El aire pareció congelarse por un instante.
La expresión del rostro de Sebastián se desvaneció lentamente.
Sabrina notó el cambio de inmediato. Recordó lo que él acababa de decir y supuso que no le gustaba que desconfiaran de él.
—En esa época, Araceli me había jugado tantas malas pasadas que ya veía enemigos por todas partes —se apresuró a explicar—. Además, si de verdad te hubiera enviado ella, ¿cómo podría estar yo aquí, tan tranquila?
Cuanto más conocía a Sebastián, más consciente era de lo peligroso que podía ser. Con sus habilidades y su inteligencia, si realmente hubiera querido hacerle daño, ella ya estaría acabada.
Sebastián la miró, sus ojos oscuros e indescifrables.
—Sabrina, ¿y si de verdad me hubiera enviado Araceli?
Sabrina, en lugar de negarlo por instinto, lo pensó seriamente por un momento.

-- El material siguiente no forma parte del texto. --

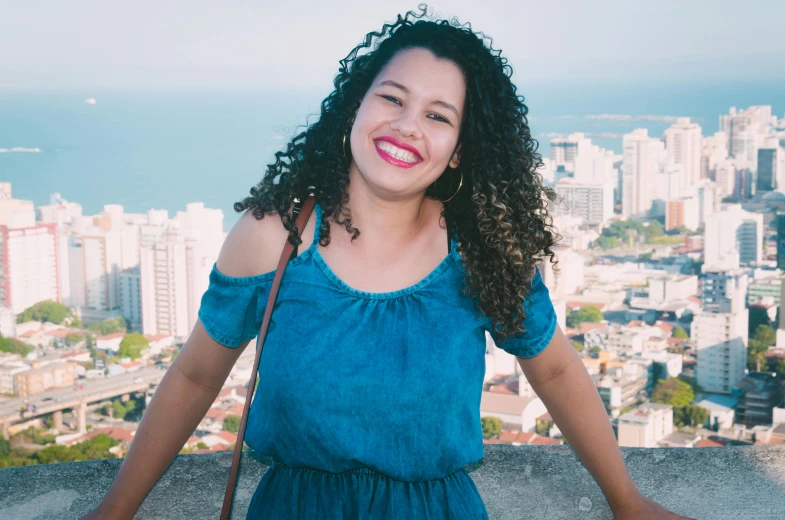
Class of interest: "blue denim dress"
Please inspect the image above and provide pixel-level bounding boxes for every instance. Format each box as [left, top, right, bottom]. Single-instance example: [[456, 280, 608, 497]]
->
[[199, 204, 556, 520]]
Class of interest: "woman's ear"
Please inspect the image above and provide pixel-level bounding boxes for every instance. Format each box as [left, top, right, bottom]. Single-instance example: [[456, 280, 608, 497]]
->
[[450, 145, 461, 168]]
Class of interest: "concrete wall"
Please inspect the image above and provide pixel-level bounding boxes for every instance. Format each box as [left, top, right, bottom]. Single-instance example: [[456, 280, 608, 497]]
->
[[0, 445, 785, 520]]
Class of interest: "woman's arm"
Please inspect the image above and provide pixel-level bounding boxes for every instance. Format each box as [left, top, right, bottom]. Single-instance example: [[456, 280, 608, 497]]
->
[[84, 321, 248, 519], [518, 326, 684, 518]]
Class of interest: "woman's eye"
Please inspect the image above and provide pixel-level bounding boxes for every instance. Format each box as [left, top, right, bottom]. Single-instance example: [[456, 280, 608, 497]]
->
[[380, 94, 449, 123]]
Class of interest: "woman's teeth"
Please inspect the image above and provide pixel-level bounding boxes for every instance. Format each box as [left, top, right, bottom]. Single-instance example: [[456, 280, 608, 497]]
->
[[376, 141, 420, 163]]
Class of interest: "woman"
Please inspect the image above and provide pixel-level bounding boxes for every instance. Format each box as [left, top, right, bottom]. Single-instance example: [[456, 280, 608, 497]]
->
[[88, 5, 684, 519]]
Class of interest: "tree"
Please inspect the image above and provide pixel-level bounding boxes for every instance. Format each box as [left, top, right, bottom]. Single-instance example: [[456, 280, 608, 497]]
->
[[747, 305, 771, 338], [567, 305, 603, 329], [16, 300, 71, 325], [677, 374, 703, 395], [753, 325, 777, 348], [0, 336, 33, 357], [65, 334, 84, 347], [120, 332, 150, 359], [671, 327, 690, 339], [651, 377, 695, 408], [480, 417, 502, 439], [224, 415, 240, 433]]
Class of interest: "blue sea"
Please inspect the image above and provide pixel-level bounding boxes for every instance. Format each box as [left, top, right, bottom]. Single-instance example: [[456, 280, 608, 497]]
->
[[0, 81, 785, 230]]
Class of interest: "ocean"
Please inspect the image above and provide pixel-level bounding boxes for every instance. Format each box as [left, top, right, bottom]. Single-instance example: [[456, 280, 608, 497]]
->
[[0, 81, 785, 230]]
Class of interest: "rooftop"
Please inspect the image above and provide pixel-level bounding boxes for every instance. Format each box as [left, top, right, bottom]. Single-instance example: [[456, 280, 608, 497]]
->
[[0, 445, 785, 520]]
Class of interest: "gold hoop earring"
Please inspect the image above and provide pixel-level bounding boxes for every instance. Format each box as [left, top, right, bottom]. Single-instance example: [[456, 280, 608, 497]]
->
[[434, 170, 463, 204], [341, 118, 354, 161]]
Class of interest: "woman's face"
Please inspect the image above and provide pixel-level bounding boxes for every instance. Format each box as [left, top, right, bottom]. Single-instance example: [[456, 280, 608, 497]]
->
[[350, 48, 466, 200]]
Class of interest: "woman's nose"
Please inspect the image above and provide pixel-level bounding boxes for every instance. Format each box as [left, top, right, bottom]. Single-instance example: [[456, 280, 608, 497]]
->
[[390, 109, 421, 139]]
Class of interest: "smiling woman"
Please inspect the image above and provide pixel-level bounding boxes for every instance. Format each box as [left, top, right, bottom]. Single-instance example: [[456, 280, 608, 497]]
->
[[81, 4, 692, 520]]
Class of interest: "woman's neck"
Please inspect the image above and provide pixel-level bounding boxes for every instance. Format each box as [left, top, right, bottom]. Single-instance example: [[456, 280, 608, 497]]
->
[[336, 168, 438, 251]]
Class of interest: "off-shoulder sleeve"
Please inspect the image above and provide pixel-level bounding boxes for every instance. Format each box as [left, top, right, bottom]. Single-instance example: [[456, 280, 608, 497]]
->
[[491, 271, 556, 358], [198, 264, 273, 348]]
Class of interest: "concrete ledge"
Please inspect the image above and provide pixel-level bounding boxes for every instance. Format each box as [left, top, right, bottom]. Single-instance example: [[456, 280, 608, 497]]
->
[[0, 445, 785, 520]]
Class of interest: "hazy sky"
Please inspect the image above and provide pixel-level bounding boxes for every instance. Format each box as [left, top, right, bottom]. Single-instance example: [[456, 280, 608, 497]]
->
[[0, 0, 785, 89]]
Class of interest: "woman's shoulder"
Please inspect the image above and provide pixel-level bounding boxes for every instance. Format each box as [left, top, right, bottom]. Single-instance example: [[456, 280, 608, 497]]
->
[[216, 204, 316, 277]]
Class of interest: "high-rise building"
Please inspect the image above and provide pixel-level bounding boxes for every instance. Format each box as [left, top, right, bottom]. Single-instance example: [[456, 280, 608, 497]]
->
[[757, 137, 785, 192], [775, 212, 785, 270], [720, 105, 776, 172], [556, 178, 613, 226], [551, 133, 591, 170], [119, 266, 142, 332], [68, 233, 122, 311], [691, 266, 749, 394], [704, 204, 763, 270], [665, 196, 700, 231], [622, 128, 665, 217], [139, 229, 190, 337], [663, 117, 702, 190], [0, 183, 60, 314]]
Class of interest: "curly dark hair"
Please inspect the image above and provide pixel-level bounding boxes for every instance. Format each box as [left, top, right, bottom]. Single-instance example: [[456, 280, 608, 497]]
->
[[234, 4, 560, 341]]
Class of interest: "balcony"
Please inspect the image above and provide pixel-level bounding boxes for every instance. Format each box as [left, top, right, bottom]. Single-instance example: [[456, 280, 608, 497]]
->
[[0, 445, 785, 520]]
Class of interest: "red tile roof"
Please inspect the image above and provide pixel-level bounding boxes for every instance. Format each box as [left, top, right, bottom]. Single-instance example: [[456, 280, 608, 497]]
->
[[97, 332, 125, 341]]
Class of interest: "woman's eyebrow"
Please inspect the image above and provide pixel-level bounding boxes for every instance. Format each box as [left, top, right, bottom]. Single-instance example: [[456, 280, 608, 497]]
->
[[379, 79, 460, 117]]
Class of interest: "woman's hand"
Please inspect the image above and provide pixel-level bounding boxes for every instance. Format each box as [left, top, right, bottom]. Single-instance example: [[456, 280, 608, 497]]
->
[[613, 495, 695, 520]]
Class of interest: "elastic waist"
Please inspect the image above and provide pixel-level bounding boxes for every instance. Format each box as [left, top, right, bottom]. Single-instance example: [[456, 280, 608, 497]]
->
[[270, 458, 463, 484]]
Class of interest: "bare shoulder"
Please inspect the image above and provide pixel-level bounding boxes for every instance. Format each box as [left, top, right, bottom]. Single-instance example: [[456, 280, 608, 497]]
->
[[216, 205, 315, 277]]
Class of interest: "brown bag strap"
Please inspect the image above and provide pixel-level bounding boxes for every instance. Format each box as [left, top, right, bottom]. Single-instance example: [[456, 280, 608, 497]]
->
[[221, 195, 316, 520]]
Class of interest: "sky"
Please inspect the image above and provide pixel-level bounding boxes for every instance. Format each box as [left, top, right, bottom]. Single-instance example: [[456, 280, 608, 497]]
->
[[0, 0, 785, 90]]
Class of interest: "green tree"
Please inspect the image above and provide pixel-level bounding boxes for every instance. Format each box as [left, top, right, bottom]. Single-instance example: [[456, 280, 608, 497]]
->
[[677, 374, 703, 395], [671, 327, 690, 339], [0, 336, 33, 357], [753, 325, 777, 348], [65, 334, 84, 346], [224, 415, 240, 433], [651, 377, 695, 407], [567, 305, 603, 329], [480, 417, 502, 439], [16, 300, 71, 325], [594, 236, 618, 249], [747, 305, 771, 338], [120, 332, 150, 359]]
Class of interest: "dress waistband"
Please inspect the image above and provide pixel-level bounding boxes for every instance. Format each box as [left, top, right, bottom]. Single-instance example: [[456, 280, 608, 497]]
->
[[270, 458, 463, 484]]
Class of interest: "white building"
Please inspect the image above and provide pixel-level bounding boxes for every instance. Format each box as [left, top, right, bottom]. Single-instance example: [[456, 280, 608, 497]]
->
[[691, 266, 749, 393], [139, 229, 190, 337], [0, 189, 60, 314], [556, 178, 613, 226], [649, 273, 698, 303], [618, 403, 673, 448], [720, 105, 777, 171], [665, 196, 700, 231], [119, 267, 142, 332], [663, 117, 702, 190], [537, 247, 585, 299], [622, 128, 665, 217], [704, 204, 763, 270]]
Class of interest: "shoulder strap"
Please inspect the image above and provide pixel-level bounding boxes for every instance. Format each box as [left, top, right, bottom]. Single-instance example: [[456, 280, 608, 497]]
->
[[221, 195, 316, 520]]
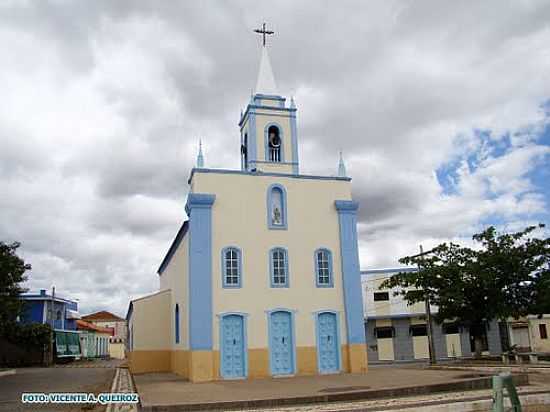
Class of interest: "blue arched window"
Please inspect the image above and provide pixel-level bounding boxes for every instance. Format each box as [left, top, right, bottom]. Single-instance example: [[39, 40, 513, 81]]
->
[[315, 249, 334, 288], [222, 246, 242, 288], [269, 247, 289, 288], [267, 184, 288, 229], [174, 303, 180, 343]]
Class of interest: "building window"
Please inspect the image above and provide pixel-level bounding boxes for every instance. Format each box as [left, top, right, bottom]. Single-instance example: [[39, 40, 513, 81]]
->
[[266, 125, 282, 162], [539, 323, 548, 339], [267, 184, 287, 229], [374, 326, 395, 339], [269, 248, 288, 287], [443, 323, 460, 335], [409, 325, 428, 336], [174, 303, 180, 343], [222, 247, 242, 288], [241, 133, 248, 170], [374, 292, 390, 302], [315, 249, 333, 287]]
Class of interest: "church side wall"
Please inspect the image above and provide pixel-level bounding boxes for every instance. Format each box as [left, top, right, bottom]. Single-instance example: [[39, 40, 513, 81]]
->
[[128, 290, 172, 373], [194, 173, 362, 377], [160, 234, 189, 377]]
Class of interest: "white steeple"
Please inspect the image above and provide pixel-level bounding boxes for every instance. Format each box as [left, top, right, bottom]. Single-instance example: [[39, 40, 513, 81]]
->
[[197, 140, 204, 169], [338, 150, 346, 177], [254, 46, 279, 96]]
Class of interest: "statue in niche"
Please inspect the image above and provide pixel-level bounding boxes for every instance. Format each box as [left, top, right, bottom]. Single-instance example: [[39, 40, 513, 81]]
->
[[273, 207, 282, 225], [271, 188, 283, 225]]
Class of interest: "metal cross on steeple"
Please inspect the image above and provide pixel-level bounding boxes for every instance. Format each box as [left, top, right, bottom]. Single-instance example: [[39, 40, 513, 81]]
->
[[254, 22, 275, 47]]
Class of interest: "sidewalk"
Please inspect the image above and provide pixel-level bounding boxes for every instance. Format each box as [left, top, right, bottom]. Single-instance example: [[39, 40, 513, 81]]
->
[[134, 367, 527, 411]]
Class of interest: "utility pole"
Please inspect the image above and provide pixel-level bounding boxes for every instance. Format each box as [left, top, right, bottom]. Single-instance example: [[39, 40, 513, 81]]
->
[[418, 245, 437, 365]]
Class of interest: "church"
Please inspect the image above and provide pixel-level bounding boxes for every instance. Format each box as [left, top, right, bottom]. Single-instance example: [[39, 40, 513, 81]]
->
[[127, 30, 367, 382]]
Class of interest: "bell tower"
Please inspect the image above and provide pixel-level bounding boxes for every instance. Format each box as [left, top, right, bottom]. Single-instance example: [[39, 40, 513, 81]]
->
[[239, 23, 299, 174]]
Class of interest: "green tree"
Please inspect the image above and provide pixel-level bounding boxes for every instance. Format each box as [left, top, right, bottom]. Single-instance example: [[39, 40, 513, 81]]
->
[[0, 242, 31, 334], [380, 224, 550, 357]]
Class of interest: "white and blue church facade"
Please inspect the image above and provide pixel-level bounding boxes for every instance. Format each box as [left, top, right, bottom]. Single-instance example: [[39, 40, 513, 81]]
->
[[127, 41, 367, 382]]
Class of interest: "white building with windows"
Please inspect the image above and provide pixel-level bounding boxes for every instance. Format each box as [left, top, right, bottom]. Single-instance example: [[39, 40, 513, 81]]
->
[[361, 268, 508, 363], [127, 39, 367, 381]]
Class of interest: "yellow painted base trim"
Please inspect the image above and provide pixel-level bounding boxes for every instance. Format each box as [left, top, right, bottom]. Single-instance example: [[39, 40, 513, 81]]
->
[[248, 349, 271, 379], [128, 350, 172, 373], [189, 350, 217, 382], [296, 346, 319, 375], [171, 350, 189, 378], [343, 343, 368, 373], [128, 344, 367, 382]]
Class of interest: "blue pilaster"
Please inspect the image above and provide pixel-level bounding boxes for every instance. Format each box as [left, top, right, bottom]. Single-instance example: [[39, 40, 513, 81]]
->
[[185, 193, 216, 350], [334, 200, 365, 344], [248, 108, 258, 170], [290, 112, 300, 175]]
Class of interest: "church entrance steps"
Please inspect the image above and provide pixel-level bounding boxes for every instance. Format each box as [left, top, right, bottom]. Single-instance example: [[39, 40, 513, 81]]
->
[[134, 367, 528, 411]]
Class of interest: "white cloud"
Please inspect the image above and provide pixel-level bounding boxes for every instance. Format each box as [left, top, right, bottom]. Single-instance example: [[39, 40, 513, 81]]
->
[[0, 1, 550, 313]]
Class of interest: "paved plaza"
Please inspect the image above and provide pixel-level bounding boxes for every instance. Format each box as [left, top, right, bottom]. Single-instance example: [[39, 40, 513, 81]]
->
[[134, 366, 520, 410]]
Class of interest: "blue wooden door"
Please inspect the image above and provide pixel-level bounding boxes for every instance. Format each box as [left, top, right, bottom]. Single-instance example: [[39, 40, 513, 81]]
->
[[317, 312, 340, 373], [221, 315, 245, 378], [270, 311, 294, 375]]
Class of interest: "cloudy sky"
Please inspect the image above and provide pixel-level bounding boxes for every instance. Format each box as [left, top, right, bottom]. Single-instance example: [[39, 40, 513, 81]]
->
[[0, 0, 550, 315]]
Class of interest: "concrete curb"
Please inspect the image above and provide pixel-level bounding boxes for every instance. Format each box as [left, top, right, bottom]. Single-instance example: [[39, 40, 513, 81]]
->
[[376, 391, 550, 412], [0, 369, 15, 376], [141, 374, 529, 412]]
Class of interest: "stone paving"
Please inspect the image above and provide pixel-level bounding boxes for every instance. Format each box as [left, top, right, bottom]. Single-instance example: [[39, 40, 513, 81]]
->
[[134, 367, 500, 407], [134, 366, 550, 412], [54, 358, 126, 368], [106, 368, 138, 412]]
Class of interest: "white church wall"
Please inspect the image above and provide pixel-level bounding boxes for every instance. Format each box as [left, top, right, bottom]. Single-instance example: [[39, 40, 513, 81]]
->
[[255, 110, 292, 167], [129, 290, 172, 351], [193, 172, 351, 350], [160, 234, 189, 350]]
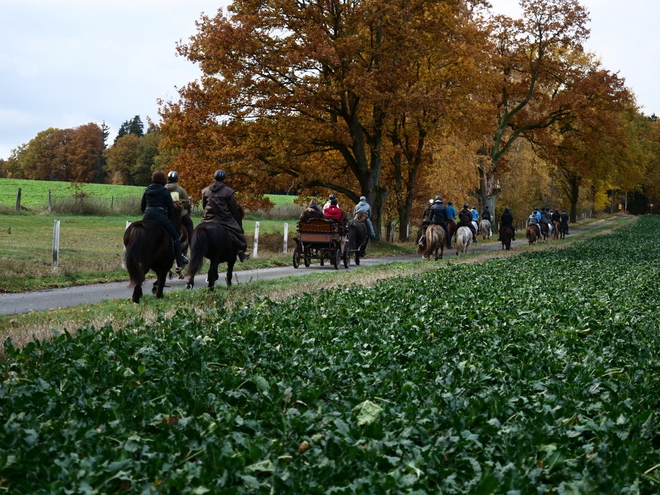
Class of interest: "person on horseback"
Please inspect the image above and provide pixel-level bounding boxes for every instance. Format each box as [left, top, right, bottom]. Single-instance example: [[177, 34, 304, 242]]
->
[[430, 196, 453, 249], [559, 210, 569, 235], [353, 196, 376, 239], [165, 170, 194, 247], [447, 201, 456, 220], [527, 207, 541, 236], [456, 203, 478, 244], [498, 206, 516, 242], [202, 170, 250, 263], [140, 170, 189, 268]]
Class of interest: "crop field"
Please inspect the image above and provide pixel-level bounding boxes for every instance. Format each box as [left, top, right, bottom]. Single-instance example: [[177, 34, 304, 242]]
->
[[0, 216, 660, 495]]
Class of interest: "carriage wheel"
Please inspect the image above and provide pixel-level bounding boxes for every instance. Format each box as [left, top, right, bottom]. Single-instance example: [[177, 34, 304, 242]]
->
[[303, 246, 312, 268], [293, 247, 300, 268]]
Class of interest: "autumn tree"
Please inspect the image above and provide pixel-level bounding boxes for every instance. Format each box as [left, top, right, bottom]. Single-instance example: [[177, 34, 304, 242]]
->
[[161, 0, 490, 240], [479, 0, 589, 215]]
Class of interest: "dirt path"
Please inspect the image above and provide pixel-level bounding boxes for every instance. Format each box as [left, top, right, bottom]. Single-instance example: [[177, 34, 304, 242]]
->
[[0, 218, 628, 316]]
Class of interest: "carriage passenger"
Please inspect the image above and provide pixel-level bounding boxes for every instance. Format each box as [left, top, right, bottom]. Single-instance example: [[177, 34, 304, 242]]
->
[[202, 170, 250, 262], [353, 196, 376, 239], [140, 170, 189, 268], [456, 204, 477, 244], [498, 206, 516, 242], [165, 170, 194, 247], [300, 199, 323, 221]]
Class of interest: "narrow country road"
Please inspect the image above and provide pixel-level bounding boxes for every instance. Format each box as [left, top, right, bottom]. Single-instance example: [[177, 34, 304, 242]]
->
[[0, 218, 614, 316]]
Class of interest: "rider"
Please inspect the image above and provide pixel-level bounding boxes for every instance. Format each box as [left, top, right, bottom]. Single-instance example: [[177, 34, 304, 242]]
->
[[527, 207, 541, 236], [560, 210, 569, 235], [202, 170, 250, 262], [140, 170, 189, 268], [353, 196, 376, 239], [431, 196, 452, 249], [456, 203, 477, 244], [447, 201, 456, 224], [498, 206, 516, 242], [165, 170, 193, 247]]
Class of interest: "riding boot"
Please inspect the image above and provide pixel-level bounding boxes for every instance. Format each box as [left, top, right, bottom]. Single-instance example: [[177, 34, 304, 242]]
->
[[173, 239, 190, 268]]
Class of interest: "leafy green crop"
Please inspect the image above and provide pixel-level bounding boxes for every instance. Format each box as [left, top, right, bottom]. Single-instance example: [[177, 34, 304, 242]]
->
[[0, 217, 660, 495]]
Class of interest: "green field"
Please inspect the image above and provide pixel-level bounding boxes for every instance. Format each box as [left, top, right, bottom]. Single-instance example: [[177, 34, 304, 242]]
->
[[0, 179, 295, 208], [0, 217, 660, 495]]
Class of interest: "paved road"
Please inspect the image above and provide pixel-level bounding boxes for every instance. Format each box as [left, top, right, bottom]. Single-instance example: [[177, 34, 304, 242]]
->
[[0, 220, 611, 316]]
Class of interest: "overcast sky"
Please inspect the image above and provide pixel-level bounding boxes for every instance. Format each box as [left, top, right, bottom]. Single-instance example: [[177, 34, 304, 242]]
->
[[0, 0, 660, 158]]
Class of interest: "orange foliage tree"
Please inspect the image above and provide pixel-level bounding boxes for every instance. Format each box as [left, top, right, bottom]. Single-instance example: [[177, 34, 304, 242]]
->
[[160, 0, 490, 240]]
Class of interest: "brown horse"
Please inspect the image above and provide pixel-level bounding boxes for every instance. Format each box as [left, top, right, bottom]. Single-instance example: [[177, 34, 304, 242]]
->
[[186, 205, 245, 291], [500, 225, 513, 251], [124, 205, 187, 303], [525, 225, 539, 244], [417, 225, 447, 261]]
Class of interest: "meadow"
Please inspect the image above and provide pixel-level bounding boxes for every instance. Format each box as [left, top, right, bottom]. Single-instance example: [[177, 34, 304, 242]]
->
[[0, 217, 660, 495]]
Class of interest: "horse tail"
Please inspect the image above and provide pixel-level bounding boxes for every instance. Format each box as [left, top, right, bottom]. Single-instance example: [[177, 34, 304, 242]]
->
[[124, 224, 149, 287], [188, 224, 209, 275]]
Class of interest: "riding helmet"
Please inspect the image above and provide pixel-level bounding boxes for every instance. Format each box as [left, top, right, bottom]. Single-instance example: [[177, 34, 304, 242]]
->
[[151, 170, 166, 186]]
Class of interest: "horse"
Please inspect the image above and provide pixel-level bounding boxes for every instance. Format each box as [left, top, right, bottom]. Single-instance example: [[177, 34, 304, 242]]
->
[[552, 220, 561, 241], [186, 222, 238, 291], [525, 225, 539, 244], [500, 225, 513, 251], [455, 226, 475, 256], [344, 211, 369, 267], [480, 220, 493, 240], [417, 225, 447, 261], [124, 204, 187, 303]]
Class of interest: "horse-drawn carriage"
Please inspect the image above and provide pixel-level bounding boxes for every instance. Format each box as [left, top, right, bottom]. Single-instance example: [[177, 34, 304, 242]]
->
[[293, 218, 349, 269]]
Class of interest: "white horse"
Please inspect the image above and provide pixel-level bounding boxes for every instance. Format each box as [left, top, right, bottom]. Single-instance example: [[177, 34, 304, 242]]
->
[[456, 227, 472, 256], [481, 220, 493, 239]]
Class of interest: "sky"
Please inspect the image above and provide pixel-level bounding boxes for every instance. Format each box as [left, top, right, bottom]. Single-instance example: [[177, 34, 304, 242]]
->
[[0, 0, 660, 159]]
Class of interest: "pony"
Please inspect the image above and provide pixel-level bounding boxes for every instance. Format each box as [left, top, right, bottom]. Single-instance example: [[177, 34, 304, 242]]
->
[[480, 220, 493, 240], [417, 225, 447, 261], [124, 204, 187, 303], [525, 225, 539, 244], [344, 211, 369, 265], [186, 222, 238, 291], [500, 225, 513, 251], [456, 226, 474, 256]]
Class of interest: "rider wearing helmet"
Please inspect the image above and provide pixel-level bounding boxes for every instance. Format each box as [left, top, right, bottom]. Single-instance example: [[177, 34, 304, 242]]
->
[[165, 170, 193, 247], [498, 206, 516, 242], [202, 170, 250, 262], [456, 203, 477, 244], [431, 196, 452, 249], [140, 170, 188, 268]]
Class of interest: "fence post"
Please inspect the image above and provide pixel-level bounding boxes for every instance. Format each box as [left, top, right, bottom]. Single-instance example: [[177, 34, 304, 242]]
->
[[252, 222, 259, 258], [53, 220, 60, 268], [282, 222, 289, 253], [121, 220, 131, 268]]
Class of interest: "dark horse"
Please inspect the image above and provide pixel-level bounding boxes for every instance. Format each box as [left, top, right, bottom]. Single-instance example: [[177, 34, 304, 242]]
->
[[344, 212, 369, 267], [186, 205, 245, 290], [124, 204, 187, 303], [500, 225, 513, 251]]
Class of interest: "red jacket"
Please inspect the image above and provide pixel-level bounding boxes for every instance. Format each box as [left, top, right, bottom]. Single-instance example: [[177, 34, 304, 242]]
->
[[323, 205, 344, 222]]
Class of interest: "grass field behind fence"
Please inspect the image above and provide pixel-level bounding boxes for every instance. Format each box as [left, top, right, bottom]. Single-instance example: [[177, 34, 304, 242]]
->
[[0, 216, 660, 495]]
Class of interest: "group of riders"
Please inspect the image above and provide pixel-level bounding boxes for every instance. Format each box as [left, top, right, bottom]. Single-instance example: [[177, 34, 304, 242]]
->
[[140, 170, 250, 268], [418, 196, 569, 249]]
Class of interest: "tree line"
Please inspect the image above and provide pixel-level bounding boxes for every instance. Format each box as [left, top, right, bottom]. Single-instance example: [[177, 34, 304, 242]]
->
[[0, 0, 660, 240], [0, 115, 171, 186]]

—Si ese fuera el caso, entonces solo significaría que tuviste piedad de mí.
Las pupilas de Sebastián se dilataron.
Una sensación extraña, indescriptible, se extendió desde su corazón por todo su cuerpo.
La respuesta de ella no era la mejor, ni la más conmovedora. Pero, por alguna razón, siempre lograba dar justo en el clavo, hundiéndolo cada vez más en sus sentimientos por ella.
Incapaz de contenerse más, la abrazó de repente.
El cuerpo de Sabrina se tensó, pero no lo apartó.
Dudó unos segundos y luego, levantando una mano, le dio unas suaves palmaditas en la espalda para consolarlo.
—Hache, siempre voy a confiar en ti.
—Sabrina, no merezco tanta confianza —murmuró él con voz grave.
—Incluso si algún día te pones en mi contra, nunca me arrepentiré de haberte conocido —respondió ella.
Por primera vez, Sebastián sintió lo que era estar entre el cielo y el infierno.